Kesedihanku terasa kian membuncah kala lebaran tiba dan mereka berkumpul di sini sambil membawa cucu-cucu kita . Cucu-cucu kita yang mungil dan lucu-lucu itu selalu melontarkan pertanyaan yang selalu tak mampu kujawab,'' Nek, Kakek di mana?''
***
Pagi ini aku kembali berada di beranda rumah, duduk di bangku tua. Permukaan laut terlihat tenang. Semilir angin berhembus menerpa rambutku yang mulai dipenuhi uban. Sebuah kapal nampak merapat. Para awak kapal terlihat sibuk membongkar muatan. Puluhan penumpang berbondong-bondong meninggalkan pantai.
Seorang lelaki nampak berjalan tenang menghampiriku. Aku terkesiap. Sosok itu sepertinya tak asing bagiku. Bahunya kokoh dan sunggingan senyumannya seakan bisa membuat terlena siapa saja yang memandangnya. ''Dia datang..,'' desisku ragu. Buru-buru aku beranjak dari bangku. Namun pijakan kakiku belum sempurna benar. Tubuhku limbung, jatuh di atas tanah pasir yang kering.
''Mi, ada apa Mi !'' teriak Surip dari dalam rumah. Bergegas dia menghampiriku. ''Aku melihatnya, aku melihatnya!'' teriakku histeris sambil menunjuk lelaki itu.
''Itu bukan dia Mi, bukan,'' sergah Surip. ''Tidak, pasti dia. Dia sengaja datang menjemputku,'' tukasku tak mau kalah.
''Kalau benar dia, pasti sosoknya tak jauh beda dengan kita, Mi. Dia jauh lebih muda. Dan lagi, dia itu Somad, anak tetangga sebelah yang baru merantau dari Makassar,'' tegas Surip meyakinkanku.
Aku terhenyak, kesadaranku berangsur pulih. Aku lalu hanya bisa menangis sesegukan. ''Sudahlah Mi, relakan saja jika memang dia telah pergi,'' hibur Surip.
''Tidak, aku yakin dia masih hidup,'' elakku sambil menahan air mata yang mulai menderas. Siang mulai terik. Dengan lembut Surip membimbingku memasuki rumah.

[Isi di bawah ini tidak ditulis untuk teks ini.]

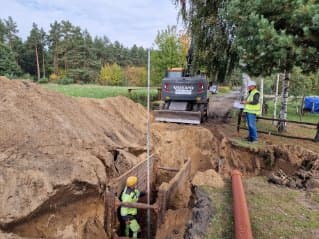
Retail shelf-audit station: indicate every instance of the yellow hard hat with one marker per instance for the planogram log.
(131, 181)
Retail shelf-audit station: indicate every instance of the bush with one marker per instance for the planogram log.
(43, 81)
(65, 81)
(83, 75)
(54, 77)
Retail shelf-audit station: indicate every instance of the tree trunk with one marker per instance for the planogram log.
(43, 64)
(284, 103)
(37, 60)
(55, 61)
(275, 99)
(262, 96)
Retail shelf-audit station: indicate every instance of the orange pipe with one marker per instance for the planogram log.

Sudah tiga hari sejak peristiwa itu, Surip menghilang dari rumah. Namun dia sempat pamit pergi ke rumah kawan lamanya di kampung sebelah. Hari-hari menjadi semakin sepi. Tak ada lagi celoteh lucu Surip yang sering membuatku tersenyum. Tak ada lagi siulan-siulan isengnya melantunkan lagu yang entah aku sendiri tak tahu apa judulnya. Yang ada hanya deburan ombak dari pantai yang tak pernah sepi dari kapal-kapal yang merapat di tepinya.
Aku masih duduk di bangku tua yang makin lapuk dan reot di makan usia. Sesekali kuteguk kopi buatanku sendiri yang terasa hambar. Aku jadi teringat Surip. Biasanya dia rajin membuatkan kopi untukku. Tapi kini aku tak tahu, dia berada di mana dan sedang mengerjakan apa. Sejak tiga ratus enam puluh bulan silam, Surip selalu menemaniku. Termasuk membesarkan anak-anak. Sebagai nelayan, hampir setiap hari hidupnya berada di tengah lautan. Namun di darat, perhatiannya tetap tercurah kepada kami.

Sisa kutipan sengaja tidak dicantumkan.